The humble petition of Ralph Griffin, Esq., High Sheriff of the County of Flint, for the present year, 1769, concerning the execution of Edward Edwards, for burglary:—
Sheweth.
That your petitioner was at great difficulty and expense by himself, his clerks, and other messengers and agents he employed in journeys to Liverpool and Shrewsbury, to hire an executioner; the convict being of Wales it was almost impossible to procure any of that country to undertake the execution.
£ | s. | d. | |
Travelling and other expenses on that occasion | 15 | 10 | 0 |
A man at Salop engaged to do this business. Gave him in part | 5 | 5 | 0 |
Two men for conducting him, and for their search of him on his deserting from them on the road, and charges on inquiring for another executioner | 4 | 10 | 0 |
After much trouble and expense, John Babington, a convict in the same prison with Edwards, was by means of his wife prevailed on to execute his fellow-prisoner. Gave to the wife | 6 | 6 | 0 |
And to Babington | 6 | 6 | 0 |
Paid for erecting a gallows, materials, and labour: a business very difficult to be done in this country | 4 | 12 | 0 |
For the hire of a cart to convey the body, a coffin, and for the burial | 2 | 10 | 0 |
And for other expenses, trouble, and petty expenses, on the occasion at least | 5 | 0 | 0 |
Total | £49 | 19 | 0 |
Which humbly hope your lordships will please to allow your petitioner, who, etc.
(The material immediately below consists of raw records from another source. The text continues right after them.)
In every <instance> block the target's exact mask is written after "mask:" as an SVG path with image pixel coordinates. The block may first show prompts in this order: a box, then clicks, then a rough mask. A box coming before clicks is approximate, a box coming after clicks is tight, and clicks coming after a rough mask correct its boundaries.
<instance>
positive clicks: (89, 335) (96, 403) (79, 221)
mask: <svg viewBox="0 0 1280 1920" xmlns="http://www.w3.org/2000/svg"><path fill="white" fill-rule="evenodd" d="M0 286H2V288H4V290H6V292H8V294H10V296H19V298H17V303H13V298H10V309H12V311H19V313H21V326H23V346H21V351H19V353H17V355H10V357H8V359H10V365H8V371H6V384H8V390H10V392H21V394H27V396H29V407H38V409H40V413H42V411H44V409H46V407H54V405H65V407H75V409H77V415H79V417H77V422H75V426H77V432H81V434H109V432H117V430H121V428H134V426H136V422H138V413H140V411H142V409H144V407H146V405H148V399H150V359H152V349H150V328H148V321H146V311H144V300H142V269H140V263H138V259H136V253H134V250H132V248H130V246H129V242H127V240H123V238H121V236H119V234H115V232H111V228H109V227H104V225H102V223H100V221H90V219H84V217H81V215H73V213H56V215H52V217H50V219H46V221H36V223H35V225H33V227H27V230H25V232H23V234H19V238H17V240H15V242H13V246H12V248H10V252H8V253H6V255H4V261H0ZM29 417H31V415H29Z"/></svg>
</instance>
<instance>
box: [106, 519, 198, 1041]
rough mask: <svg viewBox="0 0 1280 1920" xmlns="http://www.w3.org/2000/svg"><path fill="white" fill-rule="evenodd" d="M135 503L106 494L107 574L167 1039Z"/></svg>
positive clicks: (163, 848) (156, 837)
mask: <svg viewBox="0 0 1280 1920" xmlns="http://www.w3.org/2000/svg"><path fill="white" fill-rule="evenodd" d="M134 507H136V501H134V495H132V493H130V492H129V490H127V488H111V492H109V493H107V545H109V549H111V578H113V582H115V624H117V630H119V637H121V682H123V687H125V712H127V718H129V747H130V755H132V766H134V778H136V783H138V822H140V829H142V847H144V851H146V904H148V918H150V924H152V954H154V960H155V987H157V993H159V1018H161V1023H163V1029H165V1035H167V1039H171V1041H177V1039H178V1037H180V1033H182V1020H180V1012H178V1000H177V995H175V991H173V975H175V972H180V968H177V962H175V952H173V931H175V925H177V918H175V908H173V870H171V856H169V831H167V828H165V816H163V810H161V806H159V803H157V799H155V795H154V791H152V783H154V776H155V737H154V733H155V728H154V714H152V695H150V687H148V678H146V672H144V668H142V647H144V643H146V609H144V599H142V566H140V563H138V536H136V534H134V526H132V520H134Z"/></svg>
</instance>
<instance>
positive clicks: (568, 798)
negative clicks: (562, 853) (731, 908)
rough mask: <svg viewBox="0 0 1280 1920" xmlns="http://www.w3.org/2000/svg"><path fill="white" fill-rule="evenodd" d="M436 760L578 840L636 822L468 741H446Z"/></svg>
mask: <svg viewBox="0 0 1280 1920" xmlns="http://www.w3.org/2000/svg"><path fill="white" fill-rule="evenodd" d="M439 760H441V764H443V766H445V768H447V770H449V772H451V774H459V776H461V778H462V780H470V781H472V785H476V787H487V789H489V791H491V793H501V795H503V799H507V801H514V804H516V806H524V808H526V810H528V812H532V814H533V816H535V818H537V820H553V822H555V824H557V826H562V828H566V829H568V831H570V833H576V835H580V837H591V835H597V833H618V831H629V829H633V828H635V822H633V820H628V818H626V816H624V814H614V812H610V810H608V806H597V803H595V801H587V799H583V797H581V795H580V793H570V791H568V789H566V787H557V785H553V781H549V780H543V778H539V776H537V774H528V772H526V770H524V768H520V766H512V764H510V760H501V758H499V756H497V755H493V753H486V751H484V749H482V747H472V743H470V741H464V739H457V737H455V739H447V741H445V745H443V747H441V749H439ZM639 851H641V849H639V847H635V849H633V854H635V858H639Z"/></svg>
Feasting at funerals in past time was by no means uncommon in Great Britain, and perhaps still lingers in some of the remoter parts of the country. In Scotland until the commencement of the present century before or after executions, civic feasts were often held. After every execution, at Paisley, says the Rev. Charles Rogers, LL.D., the authorities had a municipal dinner. Thomas Potts was hanged at Paisley, 1797, at a cost to the town of £33 5s. 3½d., of which the sum of £13 8s. 10d. was expended on a civic feast, and £1 14s. 3d. on the entertainment of the executioner and his assistants. At Edinburgh, the evening prior to an execution, the magistrates met at Paxton's Tavern, in the Exchange, and made their arrangements over liquor. These gatherings were known as "splicing the rope."[4]